裏路地・・・

そこは俺にとって色々な意味で思いのある場所だ。

アルクェイドから逃げて、ここ逃げ込んでしまったり弓塚をこの手で・・・

そうだ・・・初めてこの手で知人を・・・

って──────

俺は小さく溜め息を吐き、軽く頭を振る。

こんな姿でそんなことを考えてもな。

「こんな姿でそんなことを考えたら彼女が浮かばれないよ・・・・・・」

そんなシリアスなことを言っていても───

ピコピコ

───耳は動く。

物音を聞きつけ、その方向を探ろうと耳は動く。

自分の意志とは全く関係なく・・・

──────ああ。

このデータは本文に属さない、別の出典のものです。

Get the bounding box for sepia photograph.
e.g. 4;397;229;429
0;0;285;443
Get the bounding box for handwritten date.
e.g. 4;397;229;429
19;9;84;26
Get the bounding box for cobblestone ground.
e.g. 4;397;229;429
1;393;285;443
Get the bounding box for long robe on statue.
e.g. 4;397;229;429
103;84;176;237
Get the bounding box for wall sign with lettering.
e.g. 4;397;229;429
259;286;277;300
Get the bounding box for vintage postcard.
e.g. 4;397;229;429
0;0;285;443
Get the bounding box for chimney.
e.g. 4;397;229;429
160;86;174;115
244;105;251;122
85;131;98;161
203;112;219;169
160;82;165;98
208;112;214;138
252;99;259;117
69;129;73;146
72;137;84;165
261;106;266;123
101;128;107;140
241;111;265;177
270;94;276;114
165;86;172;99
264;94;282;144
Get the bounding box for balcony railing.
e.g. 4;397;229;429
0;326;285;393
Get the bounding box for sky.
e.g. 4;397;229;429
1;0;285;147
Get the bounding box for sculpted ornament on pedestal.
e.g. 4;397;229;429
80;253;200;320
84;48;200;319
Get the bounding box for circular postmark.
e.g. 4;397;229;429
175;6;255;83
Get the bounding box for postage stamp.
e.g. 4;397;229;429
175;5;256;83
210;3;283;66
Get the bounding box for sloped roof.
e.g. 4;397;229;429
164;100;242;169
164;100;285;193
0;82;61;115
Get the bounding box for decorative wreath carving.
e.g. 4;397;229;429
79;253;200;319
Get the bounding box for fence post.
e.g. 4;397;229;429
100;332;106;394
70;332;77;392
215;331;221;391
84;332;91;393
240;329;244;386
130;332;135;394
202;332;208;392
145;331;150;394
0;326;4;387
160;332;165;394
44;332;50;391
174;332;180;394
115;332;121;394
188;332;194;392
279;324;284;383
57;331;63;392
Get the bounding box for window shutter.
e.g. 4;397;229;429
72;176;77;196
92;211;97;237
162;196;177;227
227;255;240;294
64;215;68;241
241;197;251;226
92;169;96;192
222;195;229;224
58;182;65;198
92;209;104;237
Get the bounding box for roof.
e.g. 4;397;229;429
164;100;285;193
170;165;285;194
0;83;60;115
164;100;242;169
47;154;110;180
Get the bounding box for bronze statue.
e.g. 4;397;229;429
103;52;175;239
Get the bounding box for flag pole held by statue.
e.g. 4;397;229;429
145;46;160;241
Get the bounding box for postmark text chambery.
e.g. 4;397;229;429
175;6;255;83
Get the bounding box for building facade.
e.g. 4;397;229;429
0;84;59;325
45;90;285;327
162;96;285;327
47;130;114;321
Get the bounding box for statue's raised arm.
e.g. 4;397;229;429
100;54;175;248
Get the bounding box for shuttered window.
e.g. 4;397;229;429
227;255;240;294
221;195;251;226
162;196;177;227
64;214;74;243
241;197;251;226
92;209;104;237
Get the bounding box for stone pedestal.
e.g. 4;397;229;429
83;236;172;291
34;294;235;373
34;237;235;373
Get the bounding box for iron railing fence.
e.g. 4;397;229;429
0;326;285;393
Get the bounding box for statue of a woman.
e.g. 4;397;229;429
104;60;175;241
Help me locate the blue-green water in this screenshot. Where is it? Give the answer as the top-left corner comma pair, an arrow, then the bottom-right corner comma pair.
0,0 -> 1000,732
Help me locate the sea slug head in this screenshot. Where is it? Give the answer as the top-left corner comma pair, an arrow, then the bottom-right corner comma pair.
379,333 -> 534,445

シリアス台無し・・・・・・

ハラハラと流れる涙は何のためか・・・・・・本気で虚しくなってきた。

「と、遠野君?!」

聞き覚えのある声がした。

──────何故。だ?

ベタベタなネタを使われたような気分で振り返るとそこにはやはり弓塚が立っていた。

彼女は何でもないように振る舞っているが、太陽光の下には余り出たがらないようだ。

「遠野君・・・その恰好・・・・・・」

そう言う彼女の顔は、真っ赤だった。

「───弓塚こそ・・・何故・・・」

流石に『生きているんだ?』とは聞けずに言葉を切る。

しかし、彼女は何でもないようにある禁句を口走りかけた。

「私は遠野家ルートでッ!!」

俺は素早く弓塚の点を拳で突いた。

「───その話は禁句だ・・・」

「──────迂闊・・・だったよ・・・」

某ボクシングモノのクロスカウンターの時のように交差した瞬間、そんな会話を交わしす。

俺はそこから走って逃げた。

吸血鬼化した弓塚ならあの攻撃は多少の時間稼ぎにしかならないだろう。

俺は走りながら行き先を必死に考えた。

──────1.2.3.4以外・・・選択肢は・・・残っていない・・・・・・

いや。学校は・・・休日の学校なら!!

俺はそう判断し、学校へと進路を変えた。